«Sistema sanitario al fallimento nel Sud»

Roma«Da metà Italia in giù», quindi nel Meridione, «il sistema è in default». Non usa mezzi termini il ministro dell’Economia per descrivere la sanità nelle regioni dove la spesa è andata fuori controllo. Una situazione nota, che Giulio Tremonti ha illustrato a una platea teoricamente ostile a questi richiami, quella del congresso della Uil, sindacato radicato anche a sud. Ma quello che ieri premeva dire al ministro è che il governo ha fatto qualcosa e ha intenzione di fare ancora di più, rafforzando la responsabilità di chi amministra i soldi pubblici. L’analisi di Tremonti è impietosa. I conti del Sud sono praticamente saltati. E «la politica fa schifo in questo senso». La spesa pubblica «è da troppo tempo fuori dal controllo dei cittadini». E il risultato è che quella sanitaria, pesa sui bilanci locali per il 79-80 per cento. «Ti sembra normale - ha chiesto al suo interlocutore nel corso dell’evento clou del congresso, una tavola rotonda con il leader del Pd Pierluigi Bersani - che in quattro anni tutto il sistema della sanità del centro-sud viene scassato? Il problema della sanità è un grande tema, a cui presto un’attenzione assoluta».
Secondo il ministro una delle vie per risolvere il problema, e introdurre quella che ha chiamato «moralità politica», è l’attuazione del federalismo fiscale. Ma c’è anche un pezzo del decreto anticorruzione approvato da poco dal Consiglio dei ministri che può risultare utile a legare i politici alle proprie responsabilità. È il cosiddetto fallimento politico.
Ieri mattina al congresso Uil, prima della tavola rotonda Tremonti-Bersani, ne aveva parlato anche il ministro del Lavoro, rivendicandone, se non la paternità, un sostegno assoluto motivato dal fatto che per due anni Maurizio Sacconi è stato anche ministro della Sanità. Tremonti ha rilanciato e rincarato la dose. «Avevo dubbi ma poi mi sono passati e abbiamo messo in un Ddl il fallimento politico che mi sembra una cosa giusta: cioè se un amministratore ha fatto default non si può ripresentare». Invece di portare i libri in tribunale, aveva spiegato il ministro del Lavoro, porterà i libri agli elettori. Tremonti ha chiesto al segretario del Partito democratico se voterà il decreto che contiene il «fallimento politico», ma Bersani si è limitato a dire che «non abbiamo una fotografia condivisa e quindi non possiamo fare uno sforzo nazionale coordinato».

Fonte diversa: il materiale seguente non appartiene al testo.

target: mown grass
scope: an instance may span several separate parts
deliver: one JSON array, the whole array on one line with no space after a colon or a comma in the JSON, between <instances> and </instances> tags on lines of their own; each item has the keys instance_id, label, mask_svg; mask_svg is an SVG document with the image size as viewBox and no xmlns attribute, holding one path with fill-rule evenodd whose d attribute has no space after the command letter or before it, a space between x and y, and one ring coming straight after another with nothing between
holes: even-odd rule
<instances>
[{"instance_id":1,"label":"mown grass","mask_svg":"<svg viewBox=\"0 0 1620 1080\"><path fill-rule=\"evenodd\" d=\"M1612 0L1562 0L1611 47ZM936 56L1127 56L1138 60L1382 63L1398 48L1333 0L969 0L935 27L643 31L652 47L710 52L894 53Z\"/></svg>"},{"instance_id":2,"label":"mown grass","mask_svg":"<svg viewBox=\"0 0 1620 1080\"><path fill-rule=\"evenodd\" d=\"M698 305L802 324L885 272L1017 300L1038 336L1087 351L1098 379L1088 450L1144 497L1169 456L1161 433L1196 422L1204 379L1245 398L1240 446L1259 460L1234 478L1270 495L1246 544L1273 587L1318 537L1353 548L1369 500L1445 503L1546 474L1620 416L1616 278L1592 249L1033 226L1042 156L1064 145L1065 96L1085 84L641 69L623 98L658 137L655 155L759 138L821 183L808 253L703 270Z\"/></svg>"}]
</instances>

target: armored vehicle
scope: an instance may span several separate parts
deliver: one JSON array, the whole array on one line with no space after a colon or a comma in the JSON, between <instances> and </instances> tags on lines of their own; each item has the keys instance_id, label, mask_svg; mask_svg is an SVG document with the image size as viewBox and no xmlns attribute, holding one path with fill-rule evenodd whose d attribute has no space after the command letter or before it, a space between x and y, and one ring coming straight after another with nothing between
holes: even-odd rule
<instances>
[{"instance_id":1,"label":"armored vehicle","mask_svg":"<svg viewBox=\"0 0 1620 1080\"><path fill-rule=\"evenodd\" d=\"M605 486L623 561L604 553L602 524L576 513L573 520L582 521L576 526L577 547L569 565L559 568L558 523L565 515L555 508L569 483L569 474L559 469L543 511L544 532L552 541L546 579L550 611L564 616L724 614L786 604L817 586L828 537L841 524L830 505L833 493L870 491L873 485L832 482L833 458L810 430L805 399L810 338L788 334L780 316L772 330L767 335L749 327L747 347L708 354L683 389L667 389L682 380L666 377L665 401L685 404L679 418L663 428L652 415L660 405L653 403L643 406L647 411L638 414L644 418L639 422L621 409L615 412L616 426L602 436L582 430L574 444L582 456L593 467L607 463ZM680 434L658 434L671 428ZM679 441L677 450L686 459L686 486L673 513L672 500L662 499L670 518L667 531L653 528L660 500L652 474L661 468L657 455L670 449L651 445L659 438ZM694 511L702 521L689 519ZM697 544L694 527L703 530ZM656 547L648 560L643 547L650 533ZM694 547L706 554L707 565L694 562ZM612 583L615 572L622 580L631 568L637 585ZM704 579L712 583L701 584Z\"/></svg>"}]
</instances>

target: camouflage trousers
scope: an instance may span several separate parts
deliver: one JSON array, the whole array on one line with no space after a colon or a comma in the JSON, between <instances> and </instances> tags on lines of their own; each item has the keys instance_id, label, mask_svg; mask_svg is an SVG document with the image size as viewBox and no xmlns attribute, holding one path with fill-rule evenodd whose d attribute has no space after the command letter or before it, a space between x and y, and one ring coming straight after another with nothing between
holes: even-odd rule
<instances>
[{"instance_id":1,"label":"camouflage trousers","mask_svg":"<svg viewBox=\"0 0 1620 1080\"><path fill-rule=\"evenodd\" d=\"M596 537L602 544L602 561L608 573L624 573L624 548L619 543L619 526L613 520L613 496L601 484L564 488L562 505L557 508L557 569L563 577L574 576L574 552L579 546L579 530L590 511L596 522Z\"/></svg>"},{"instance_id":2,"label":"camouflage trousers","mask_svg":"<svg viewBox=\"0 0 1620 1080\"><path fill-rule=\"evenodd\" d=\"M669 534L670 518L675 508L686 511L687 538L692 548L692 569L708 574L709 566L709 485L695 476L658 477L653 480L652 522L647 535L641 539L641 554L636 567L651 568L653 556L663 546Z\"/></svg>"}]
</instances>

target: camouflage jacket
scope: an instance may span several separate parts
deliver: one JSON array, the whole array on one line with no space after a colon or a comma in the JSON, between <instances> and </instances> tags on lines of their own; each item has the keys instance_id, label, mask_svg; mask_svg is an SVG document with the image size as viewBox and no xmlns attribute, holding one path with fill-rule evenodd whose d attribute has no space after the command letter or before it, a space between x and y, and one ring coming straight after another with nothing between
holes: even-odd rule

A tenere banco, più che i nodi della spesa pubblica, al congresso della Uil era il pressing dei sindacati sulla riforma fiscale. Tremonti ha risposto dando ampie rassicurazioni sul confronto con le parti sociali, ma frenando sulla possibilità che si possa fare a breve termine. «È arrivato finalmente il tempo per avviare il progetto di riforma fiscale». La diagnosi di Tremonti è la stessa che il giorno prima aveva fatto il segretario generale della Uil Luigi Angeletti e, ieri, quello della Cisl Raffaele Bonanni. Il sistema attuale è diventato «poco efficace e poco giusto». Vecchio, «disegnato negli anni Sessanta, diventato legge negli anni Settanta, poi modificato e rattoppato». Ormai è da cambiare radicalmente.
Al cambiamento devono concorrere le parti sociali e anche le opposizioni; «tutti insieme, perché le riforme fiscali non sono di parte». Ma il tempo non può essere una variabile indipendente. «Abbiamo i mezzi, le conoscenze e la spinta politica per fare la riforma. Ma non possiamo immaginare di farla di colpo, sarebbe un grande errore». E chi pensa di risolvere di colpo la questione fiscale «non ha idea della complessità del sistema in Italia e nel mondo in un tempo come questo». In nessun altro Paese è stata avviata una riforma di questa importanza. Ma un accenno a come si trasformerà il fisco italiano, Tremonti lo ha fatto. Il coinvolgimento sempre maggiore di regioni ed enti locali nella lotta all’evasione. Che sta andando bene. «Gli oltre 9 miliardi di euro incassati sono una cosa che in altri tempi se la sognavano. Nove miliardi sono un risultato che fa giustizia, e fa giustizia anche di tante cose dette a sproposito».
L’evasione rimane però un «fatto strutturale che va gestito come tale: soltanto l’11% dichiara di più di 100mila euro, secondo i dati del 2007». Non con strumenti come quelli che chiede la sinistra. Imporre la carta di credito per pagamenti sopra i 100 euro. Quando si coinvolgeranno i Comuni, invece, «si farà un passo in avanti».